Mai 2026: PCOS wurde offiziell in PMOS (Polyendokrines Metabolisches Ovarialsyndrom) umbenannt. Die Erkrankung, die Diagnosekriterien und die Behandlungsoptionen bleiben unverändert.
Was ist das Polyzystische Ovar-Syndrom (PCOS)?
Das Polyzystische Ovar-Syndrom (PCOS) ist eine weit verbreitete hormonelle und metabolische Erkrankung, die 1 von 8 Frauen weltweit betrifft, mehr als 170 Millionen Menschen. Es handelt sich um eine komplexe Erkrankung, die nicht nur die Fruchtbarkeit, sondern auch das Hautbild, das Körpergewicht, den Hormonhaushalt und das psychische Wohlbefinden massiv beeinflussen kann. PCOS wird oft erst spät erkannt, da die Symptome sehr unterschiedlich ausgeprägt sein können.

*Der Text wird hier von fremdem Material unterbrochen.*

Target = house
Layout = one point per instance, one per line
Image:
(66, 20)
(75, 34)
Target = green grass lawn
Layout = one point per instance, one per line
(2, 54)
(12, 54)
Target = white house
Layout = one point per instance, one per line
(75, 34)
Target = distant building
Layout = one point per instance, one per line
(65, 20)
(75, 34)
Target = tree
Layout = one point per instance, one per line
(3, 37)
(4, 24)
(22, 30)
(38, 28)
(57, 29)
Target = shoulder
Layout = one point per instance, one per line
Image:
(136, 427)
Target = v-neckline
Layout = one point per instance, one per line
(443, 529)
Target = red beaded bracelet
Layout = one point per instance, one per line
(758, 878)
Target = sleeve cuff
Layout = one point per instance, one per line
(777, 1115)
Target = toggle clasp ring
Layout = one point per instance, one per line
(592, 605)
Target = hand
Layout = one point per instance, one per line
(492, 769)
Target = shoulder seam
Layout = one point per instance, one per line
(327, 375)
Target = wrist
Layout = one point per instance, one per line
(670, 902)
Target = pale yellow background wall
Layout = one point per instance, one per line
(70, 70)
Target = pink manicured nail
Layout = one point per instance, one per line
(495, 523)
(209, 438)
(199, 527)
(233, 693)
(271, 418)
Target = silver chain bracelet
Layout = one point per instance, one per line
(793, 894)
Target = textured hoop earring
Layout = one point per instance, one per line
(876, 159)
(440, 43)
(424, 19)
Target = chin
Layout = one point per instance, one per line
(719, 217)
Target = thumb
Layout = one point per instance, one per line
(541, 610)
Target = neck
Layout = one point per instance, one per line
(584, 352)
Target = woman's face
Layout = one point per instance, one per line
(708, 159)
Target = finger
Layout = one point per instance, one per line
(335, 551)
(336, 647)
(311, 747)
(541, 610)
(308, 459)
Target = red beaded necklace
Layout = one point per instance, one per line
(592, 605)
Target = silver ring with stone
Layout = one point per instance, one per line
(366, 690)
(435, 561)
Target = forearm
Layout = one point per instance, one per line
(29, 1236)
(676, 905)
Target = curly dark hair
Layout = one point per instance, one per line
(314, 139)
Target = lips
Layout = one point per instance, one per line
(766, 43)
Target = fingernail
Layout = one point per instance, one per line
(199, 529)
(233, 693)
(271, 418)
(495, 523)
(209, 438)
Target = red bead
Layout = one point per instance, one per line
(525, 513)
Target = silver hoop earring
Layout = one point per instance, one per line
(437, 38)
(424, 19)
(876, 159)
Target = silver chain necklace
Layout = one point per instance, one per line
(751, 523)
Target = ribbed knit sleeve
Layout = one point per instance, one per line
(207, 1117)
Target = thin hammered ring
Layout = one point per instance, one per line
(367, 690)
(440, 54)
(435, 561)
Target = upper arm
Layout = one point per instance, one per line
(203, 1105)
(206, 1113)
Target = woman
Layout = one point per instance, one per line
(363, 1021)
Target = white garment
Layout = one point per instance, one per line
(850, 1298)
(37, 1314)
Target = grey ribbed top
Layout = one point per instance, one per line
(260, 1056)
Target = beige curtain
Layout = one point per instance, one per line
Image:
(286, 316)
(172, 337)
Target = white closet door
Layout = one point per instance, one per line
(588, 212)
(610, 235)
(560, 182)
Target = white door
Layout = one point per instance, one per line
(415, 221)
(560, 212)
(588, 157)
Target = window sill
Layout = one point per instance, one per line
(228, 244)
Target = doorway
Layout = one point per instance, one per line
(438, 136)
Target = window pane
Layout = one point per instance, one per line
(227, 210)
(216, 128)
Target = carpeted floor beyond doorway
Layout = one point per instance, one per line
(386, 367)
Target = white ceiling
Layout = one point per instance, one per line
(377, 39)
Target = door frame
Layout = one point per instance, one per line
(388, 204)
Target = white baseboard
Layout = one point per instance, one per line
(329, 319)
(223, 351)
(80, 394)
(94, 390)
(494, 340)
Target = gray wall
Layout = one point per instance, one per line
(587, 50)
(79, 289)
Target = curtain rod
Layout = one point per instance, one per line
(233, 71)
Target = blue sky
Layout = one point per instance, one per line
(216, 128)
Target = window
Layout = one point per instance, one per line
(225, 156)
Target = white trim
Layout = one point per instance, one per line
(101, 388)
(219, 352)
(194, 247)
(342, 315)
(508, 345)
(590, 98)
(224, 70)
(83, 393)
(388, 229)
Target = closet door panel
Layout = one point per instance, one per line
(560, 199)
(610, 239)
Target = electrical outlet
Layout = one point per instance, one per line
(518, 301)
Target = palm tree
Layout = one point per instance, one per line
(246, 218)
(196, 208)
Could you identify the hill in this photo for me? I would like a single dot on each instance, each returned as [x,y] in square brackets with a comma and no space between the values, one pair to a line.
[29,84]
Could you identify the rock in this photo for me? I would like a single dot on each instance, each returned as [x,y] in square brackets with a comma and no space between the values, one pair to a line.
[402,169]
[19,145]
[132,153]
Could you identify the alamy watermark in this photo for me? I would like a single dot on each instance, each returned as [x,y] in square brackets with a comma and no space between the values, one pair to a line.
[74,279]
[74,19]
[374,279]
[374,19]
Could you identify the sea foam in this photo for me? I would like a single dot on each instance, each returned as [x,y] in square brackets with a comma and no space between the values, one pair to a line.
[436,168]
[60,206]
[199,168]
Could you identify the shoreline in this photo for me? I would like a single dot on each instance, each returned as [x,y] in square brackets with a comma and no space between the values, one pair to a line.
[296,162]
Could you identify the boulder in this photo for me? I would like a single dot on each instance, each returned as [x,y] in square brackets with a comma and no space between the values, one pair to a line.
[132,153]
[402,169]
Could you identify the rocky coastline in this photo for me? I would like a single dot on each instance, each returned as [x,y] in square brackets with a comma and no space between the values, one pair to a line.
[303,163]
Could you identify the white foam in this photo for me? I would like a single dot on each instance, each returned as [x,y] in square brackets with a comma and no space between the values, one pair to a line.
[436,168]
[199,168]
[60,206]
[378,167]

Seit Mai 2026 trägt PCOS offiziell den Namen Polyendokrines Metabolisches Ovarialsyndrom (PMOS), beschlossen durch einen globalen wissenschaftlichen Konsens, veröffentlicht im Fachblatt The Lancet. Der neue Name spiegelt die hormonelle und metabolische Natur der Erkrankung besser wider. Auf dieser Seite verwenden wir beide Bezeichnungen, damit du die Informationen findest, die du benötigst, unabhängig davon, welchen Begriff deine Ärztin oder dein Arzt verwendet.
Typische Symptome des PCOS
Die Symptome von PCOS variieren stark und können sich schleichend entwickeln.
Wie wird PCOS festgestellt?
Für die Diagnose von PCOS greifen Ärztinnen und Ärzte auf die sogenannten Rotterdam-Kriterien zurück. Die meisten Frauen erhalten die Diagnose Polyzystisches Ovar-Syndrom im Alter zwischen 20 und 40 Jahren.
Ursachen und Risikofaktoren
Die genauen Ursachen von PCOS sind noch nicht vollständig erforscht. Eine Kombination aus genetischer Veranlagung, hormonellen Dysbalancen und Lebensstilfaktoren scheint ausschlaggebend zu sein.
Ganzheitlich und individuell
Die Behandlung von PCOS ist abhängig von den jeweiligen Symptomen und Lebensumständen der Betroffenen. Ziel der Therapie ist es, den Hormonhaushalt zu regulieren, Eisprünge wiederherzustellen, Stoffwechselwerte zu verbessern und das Wohlbefinden zu steigern.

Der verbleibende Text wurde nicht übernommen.